Mortgage Loan Definitions and Common Terms Explained for First-Time Borrowers

Mortgage Loan Definitions and Common Terms

Navigating the world of mortgages can be a difficult challenge for first-time borrowers. To make informed decisions, they need to understand mortgage loans as they come with a lot of varying terms, jargon, and figures. In this guide, we’ll break down key terms that you’re likely to encounter, especially in the Indian context so that you can know what you are getting into when applying for a mortgage loan.

What is a Mortgage Loan?

A mortgage loan is a type of loan where a borrower borrows money from a lender to purchase property, with the property itself serving as security. If the borrower is unable to repay the loan, the lender can repossess the property.

Mortgage loans are very popular in India, especially with people who want to purchase homes. In order to help you achieve your dream of having your own home, most Indian banks and financial institutions offer different types of mortgage loan products.

Explore key terms

This is a list of common terms that you will be seeing when applying for a mortgage in India.

#1. Principal

It is the amount of money that you borrow at first from the bank or lender without including interest charges on top of that. For instance, if your loan amount is ₹50 lakh, then your principal will be ₹50 lakh alone.

#2. Interest Rate

It’s the rate at which banks charge you as interest on the loan amount. The interest rate may either be fixed or floating:

  • Fixed-rate means that your EMI remains steady over the life of the loan;
  • Floating rate means that your EMI will not be constant, but instead change based on prevailing market conditions.

For instance, you could start paying anything from seven percent to nine percent per annum for home loans, though this significantly depends on your lender and how much you borrowed.
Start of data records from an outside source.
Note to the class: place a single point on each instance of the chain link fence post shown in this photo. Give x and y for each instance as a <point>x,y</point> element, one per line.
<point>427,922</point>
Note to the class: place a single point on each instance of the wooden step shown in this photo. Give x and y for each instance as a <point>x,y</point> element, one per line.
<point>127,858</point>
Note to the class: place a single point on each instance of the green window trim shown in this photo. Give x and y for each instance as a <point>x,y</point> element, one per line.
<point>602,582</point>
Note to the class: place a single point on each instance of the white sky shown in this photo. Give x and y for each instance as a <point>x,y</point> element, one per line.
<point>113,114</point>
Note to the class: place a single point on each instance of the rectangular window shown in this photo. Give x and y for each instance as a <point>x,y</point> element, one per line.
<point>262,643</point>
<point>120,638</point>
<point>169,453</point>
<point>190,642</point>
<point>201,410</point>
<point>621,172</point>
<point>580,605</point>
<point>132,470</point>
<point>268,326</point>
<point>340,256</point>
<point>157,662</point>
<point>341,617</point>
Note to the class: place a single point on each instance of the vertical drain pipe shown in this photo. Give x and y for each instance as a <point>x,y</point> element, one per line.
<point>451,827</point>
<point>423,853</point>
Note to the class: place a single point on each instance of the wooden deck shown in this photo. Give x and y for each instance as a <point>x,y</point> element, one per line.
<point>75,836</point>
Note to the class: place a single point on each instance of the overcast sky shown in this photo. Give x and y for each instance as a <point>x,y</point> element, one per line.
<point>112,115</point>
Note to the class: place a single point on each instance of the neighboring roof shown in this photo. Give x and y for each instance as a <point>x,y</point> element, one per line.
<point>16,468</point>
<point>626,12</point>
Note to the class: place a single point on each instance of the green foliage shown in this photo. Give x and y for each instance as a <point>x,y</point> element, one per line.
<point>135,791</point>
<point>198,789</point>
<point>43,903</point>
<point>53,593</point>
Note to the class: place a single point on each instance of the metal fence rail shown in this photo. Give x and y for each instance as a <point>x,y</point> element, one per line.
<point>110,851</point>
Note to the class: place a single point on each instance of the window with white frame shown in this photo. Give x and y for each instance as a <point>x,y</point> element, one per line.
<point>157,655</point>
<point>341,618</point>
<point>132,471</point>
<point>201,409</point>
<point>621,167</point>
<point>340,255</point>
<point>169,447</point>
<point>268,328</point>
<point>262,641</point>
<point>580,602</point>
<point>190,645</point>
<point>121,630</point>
#3. EMI (Equated Monthly Installment)

This is the amount of money you remit to your lender every month and it covers both principal repayment and interest. The total sum that goes towards EMI is determined by

1. The loan amount.

2. The tenure of the loan (usually ranging from 10 to 30 years).

3. The interest rate.

#4. Loan Tenure

This refers to the length of time over which you agree to repay the full amount. Loans can have tenures that range from 5 to 30 years. The longer the tenure typically means lower EMIs but more total interest paid for a loan period.

#5. Down Payment

Before getting a mortgage loan, you must make a payment towards the cost of the home upfront – this amount is called a down payment in India. The majority of lenders expect you to put in at least 10% to 20% of the property’s value as a down payment while they finance the rest.

#6. Prepayment

It involves one paying off his/her mortgage earlier than what was agreed upon between them and the financial institution (bank). At times, some banks allow making partial or full prepayments. However, you may suffer from penalties, particularly with fixed-rate loans.

#7. Foreclosure

Being able to fully settle your mortgage loan before its expiry date is called foreclosure in banking institutions. For some lenders, there is a cost attached to this action, but for others (in particular those with floating interest rates), it does not attract any unfavourable terms.

#8. Processing Fees

This fee are charged by the banks upon application for home credit. It’s a one-off payment that might range between ₹5,000 to ₹10,000 or more depending on the lending institution as well as the quantum involved.

#9. Mortgage Loan Definitions

Mortgage loan definitions refer to the terms and conditions that govern the agreement between you and the bank with respect to your loan. These include definitions of interest rates, loan tenure, repayment terms, and penalties, among others. Before signing, it is important to understand what these definitions mean since they are in the loan agreement you will sign.

How is Your Mortgage Loan Calculated?

One of the most important things to understand about a mortgage is how banks calculate your monthly EMI. According to the flat balance method used to calculate EMI — the interest charged only depends upon the amount which has been collected on its own.

In order to determine your annual interest on the loan, please provide me with the following details- the loan amount, interest rate, and outstanding loan balance. Below I have given an example so that you can understand this better:

  • Loan Amount: ₹50 lakhs
  • Interest Rate: 8% per annum
  • Loan Tenure: 20 years

The bank will then calculate the interest and the EMI payment according to this data.

The Bottom Line

This is very important for those who are borrowing for the first time to know what mortgage loans are. For instance, one would be better placed to make informed decisions about getting a loan if one understands terms like principal, EMI, interest rate, and tenure among others. It’s always good practice to go through all documents carefully before signing any agreement lest there be regret afterwards, consult with your bank or a financial advisor if you don’t understand something.

Remember always that a mortgage loan is a long-term commitment hence it is necessary to calculate annual interest on a loan wisely and develop a suitable budget for yourself.